4.   Switch off the motor of the Van de Graaff generator

 - Can feel a brief electric shock when your finger is brought close to the 
    dome of the generator.
-  The microammeter needle is deflected when a wire is connected to the 
   dome of  the generator.
- Can safely touch the metal dome with your finger.
- The microammeter needle is returned to its zero position when the Van de 
   Graaff is switched off.

An electric field  
  • is a region in which an electric charge experiences an electric force (attraction or repulsion). 
  • is represented by a series of arrowed lines called electric field lines.

  • The lines indicate both the magnitude and direction of the field.
  • The direction of an electric field at any point is taken as the direction of the force acting on a charged body placed at that point.
  • Electric field lines never cross each other.
  • Electric field lines are most dense around objects with the greatest amount of charge.
The effect of an electric field on a charge
(a) A charged ball in an electric field
  1. Switch on the EHT power supply
  2. Charge the ping-pong ball by contact with one of the electrodes. 
  3. Observe what happen to the movement of the ping pong ball.


When the EHT power supply is switched on, the ball oscillate to and fro between the two metal plates X and Y. 


  1. The ping-pong ball is neutral it remains at the centre as the electric forces acting on it are balanced. 
  2. When the EHT power supply is switched on, plate X is positively charged and plate Y is negatively charged.
  3. When the ping-pong ball touches the positively charged plate X,  the ball receives positive charges from the plate and experiences a repulsive force. The ball will then pushed to the negatively charged plate Y. 
  4.  When the ball touches plate Y, the positive charges are neutral by the negative charges. The ball then negatively charged and repels toward plate X.
  5. The process is repeated and the ball oscillate to and fro between the two metal plates X and Y.
  6. The rate of oscillation of the ping-pong ball can be increased by
  • increasing the voltage of the EHT power supply and
  • decrease the distance between the two plates X and Y.
(b) The effect of an Electric field on a Candle Flame
When the EHT power supply is switched on, the candle flame divided into two portions in opposite directions.
  1. The portion that is attracted to the negative plate P is very much larger than the portion that is attracted to the positive plate Q. 

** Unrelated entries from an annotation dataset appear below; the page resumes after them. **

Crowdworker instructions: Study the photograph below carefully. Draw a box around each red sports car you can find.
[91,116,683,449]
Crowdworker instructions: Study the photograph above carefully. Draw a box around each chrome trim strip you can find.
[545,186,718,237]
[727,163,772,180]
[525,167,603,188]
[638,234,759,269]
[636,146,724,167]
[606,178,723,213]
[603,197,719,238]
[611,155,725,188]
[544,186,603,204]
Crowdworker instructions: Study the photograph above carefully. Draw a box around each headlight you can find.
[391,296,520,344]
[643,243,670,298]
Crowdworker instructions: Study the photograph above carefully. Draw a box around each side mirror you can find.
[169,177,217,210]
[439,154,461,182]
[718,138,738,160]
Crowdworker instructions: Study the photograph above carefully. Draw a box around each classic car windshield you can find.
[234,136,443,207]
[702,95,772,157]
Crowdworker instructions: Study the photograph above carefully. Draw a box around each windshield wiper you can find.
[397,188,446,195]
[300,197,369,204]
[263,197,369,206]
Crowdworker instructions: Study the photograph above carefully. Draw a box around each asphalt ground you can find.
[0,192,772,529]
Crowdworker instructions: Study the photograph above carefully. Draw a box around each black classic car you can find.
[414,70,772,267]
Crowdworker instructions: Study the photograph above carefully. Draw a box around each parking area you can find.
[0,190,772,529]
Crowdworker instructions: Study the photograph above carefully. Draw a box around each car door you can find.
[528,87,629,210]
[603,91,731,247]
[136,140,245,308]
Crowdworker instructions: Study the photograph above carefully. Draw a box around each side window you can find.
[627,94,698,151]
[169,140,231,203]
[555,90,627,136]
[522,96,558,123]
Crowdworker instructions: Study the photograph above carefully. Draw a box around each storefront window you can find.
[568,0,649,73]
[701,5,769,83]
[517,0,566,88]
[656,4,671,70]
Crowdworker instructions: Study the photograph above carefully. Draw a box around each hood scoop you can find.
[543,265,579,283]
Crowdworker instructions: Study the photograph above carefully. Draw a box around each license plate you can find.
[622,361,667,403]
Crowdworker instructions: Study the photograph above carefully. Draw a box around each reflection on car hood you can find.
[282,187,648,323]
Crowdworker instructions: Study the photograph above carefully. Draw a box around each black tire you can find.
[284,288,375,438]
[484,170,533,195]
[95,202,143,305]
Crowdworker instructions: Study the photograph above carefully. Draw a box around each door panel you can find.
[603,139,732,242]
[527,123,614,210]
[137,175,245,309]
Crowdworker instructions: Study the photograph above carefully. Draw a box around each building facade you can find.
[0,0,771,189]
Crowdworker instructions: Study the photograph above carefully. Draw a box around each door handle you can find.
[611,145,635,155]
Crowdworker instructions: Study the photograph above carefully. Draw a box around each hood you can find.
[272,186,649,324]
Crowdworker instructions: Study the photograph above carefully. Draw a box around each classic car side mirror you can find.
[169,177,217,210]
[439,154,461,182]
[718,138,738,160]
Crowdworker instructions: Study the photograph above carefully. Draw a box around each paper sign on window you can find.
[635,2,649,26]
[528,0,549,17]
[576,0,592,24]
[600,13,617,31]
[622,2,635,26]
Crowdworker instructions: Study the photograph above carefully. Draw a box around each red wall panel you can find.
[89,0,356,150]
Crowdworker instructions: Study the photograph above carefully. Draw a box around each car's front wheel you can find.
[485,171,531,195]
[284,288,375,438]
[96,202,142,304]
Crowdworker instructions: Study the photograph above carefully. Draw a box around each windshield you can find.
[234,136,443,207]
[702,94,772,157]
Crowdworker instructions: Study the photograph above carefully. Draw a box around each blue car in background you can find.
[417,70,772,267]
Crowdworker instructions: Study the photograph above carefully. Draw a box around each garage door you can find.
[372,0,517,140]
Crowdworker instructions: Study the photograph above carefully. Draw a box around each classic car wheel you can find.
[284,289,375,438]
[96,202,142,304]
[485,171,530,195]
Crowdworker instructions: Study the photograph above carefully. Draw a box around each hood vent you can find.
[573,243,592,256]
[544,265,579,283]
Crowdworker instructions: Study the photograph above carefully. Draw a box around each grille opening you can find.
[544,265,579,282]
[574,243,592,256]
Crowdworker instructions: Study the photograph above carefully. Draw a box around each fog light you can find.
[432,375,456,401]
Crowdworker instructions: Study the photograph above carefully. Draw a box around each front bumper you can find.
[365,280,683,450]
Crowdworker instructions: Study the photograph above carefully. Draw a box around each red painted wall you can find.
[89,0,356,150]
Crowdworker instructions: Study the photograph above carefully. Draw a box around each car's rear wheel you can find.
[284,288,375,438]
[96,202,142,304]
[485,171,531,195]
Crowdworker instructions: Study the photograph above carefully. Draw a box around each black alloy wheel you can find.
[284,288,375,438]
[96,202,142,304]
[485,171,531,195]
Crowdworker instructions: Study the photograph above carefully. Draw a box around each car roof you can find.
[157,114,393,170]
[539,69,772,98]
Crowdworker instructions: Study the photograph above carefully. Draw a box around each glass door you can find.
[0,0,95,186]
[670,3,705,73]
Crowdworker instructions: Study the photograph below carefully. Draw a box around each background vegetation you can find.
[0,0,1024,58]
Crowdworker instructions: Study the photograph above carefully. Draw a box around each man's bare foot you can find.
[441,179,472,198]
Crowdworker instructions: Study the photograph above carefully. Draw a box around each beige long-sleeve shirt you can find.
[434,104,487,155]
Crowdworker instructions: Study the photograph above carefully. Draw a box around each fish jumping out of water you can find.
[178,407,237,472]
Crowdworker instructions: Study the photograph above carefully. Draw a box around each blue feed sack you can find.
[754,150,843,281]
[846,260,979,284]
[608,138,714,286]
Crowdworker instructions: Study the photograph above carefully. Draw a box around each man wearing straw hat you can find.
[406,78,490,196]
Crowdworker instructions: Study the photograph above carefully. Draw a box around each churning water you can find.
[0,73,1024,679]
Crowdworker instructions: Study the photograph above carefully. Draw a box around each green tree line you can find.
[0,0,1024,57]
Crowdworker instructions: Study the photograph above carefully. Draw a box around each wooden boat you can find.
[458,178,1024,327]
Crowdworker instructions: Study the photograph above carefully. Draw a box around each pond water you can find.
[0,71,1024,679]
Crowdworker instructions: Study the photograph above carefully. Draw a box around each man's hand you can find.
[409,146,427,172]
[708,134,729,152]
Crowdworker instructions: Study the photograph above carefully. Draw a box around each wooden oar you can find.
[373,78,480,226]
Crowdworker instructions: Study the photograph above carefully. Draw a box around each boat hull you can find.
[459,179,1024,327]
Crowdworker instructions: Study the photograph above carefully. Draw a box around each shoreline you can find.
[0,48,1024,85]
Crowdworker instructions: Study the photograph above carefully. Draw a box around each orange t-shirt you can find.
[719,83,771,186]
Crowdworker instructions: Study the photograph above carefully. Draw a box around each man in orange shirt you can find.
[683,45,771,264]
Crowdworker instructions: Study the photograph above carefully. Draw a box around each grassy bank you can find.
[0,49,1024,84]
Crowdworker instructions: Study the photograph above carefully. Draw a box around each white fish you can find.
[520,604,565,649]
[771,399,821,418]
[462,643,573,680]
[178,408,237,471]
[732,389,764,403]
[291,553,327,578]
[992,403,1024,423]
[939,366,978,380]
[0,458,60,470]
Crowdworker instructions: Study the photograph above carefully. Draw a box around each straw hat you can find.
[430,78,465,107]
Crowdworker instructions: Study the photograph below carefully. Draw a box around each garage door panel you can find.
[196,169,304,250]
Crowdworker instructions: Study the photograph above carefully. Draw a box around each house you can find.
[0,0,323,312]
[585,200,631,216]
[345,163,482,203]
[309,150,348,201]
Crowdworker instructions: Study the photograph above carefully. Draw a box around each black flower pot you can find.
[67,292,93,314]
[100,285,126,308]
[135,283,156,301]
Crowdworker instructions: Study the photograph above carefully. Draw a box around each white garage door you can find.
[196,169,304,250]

  1. The hot flame of the candle ionized the air molecules in its surrounding into positive and negative ions.
  2. The positive ions are attracted towards the negative plate P. At the same time, the negative ions are attracted to the positive plate Q.
  3. The movement of the ions towards the plated P and Q caused the candle flame to spread out.
  4. The bigger portion of the flame is attracted towards the negative plate as the mass of the positive ions is larger than of the negative ions.

Question 1
The current flows in a light bulb is 0.5 A.
(a) Calculate the amount of electric charge that flows through the bulb in 
      2 hours.                                                                                          3600 C
(b) If one electron carries a charge of 1.6 x 10-19 C, find the number of electrons transferred 
     through the bulb in 2 hours.                                                          2.25 x 10 22

Question 2
Electric charges flow through a light bulb at the rate of 20 C every 50 seconds. What is the electric current shown on the ammeter?                                         0.4 A

Question 3
When lightning strikes between two charged clouds, an electric current of 400 A flows for 0.05 s. What is the quantity of charge transferred?                               20 C

  1. When a battery is connected to a bulb in a circuit, it creates electric field along the wires.
  2. The positive terminal P is at a higher potential and the negative terminal Q is at a lower potential.
  3. The potential difference between the two terminals causes the charges to flow across the bulb in the circuit and lights up the bulb.
  4. Work is done when electrical energy is dissipated as heat and light energy after crossing the bulb.
Potential difference, V
  • is defined as the work done when 1 C of charge moves between two points in an electric field.
  •  SI unit is Volt (V)
  •  1 Volt = 1 joule per coulomb. 
  • The potential difference across two points in a circuit is 1 Volt if 1 Joule of work is done in moving 1 Coulomb of charge from one point to the other.

How to measure potential difference and electric current?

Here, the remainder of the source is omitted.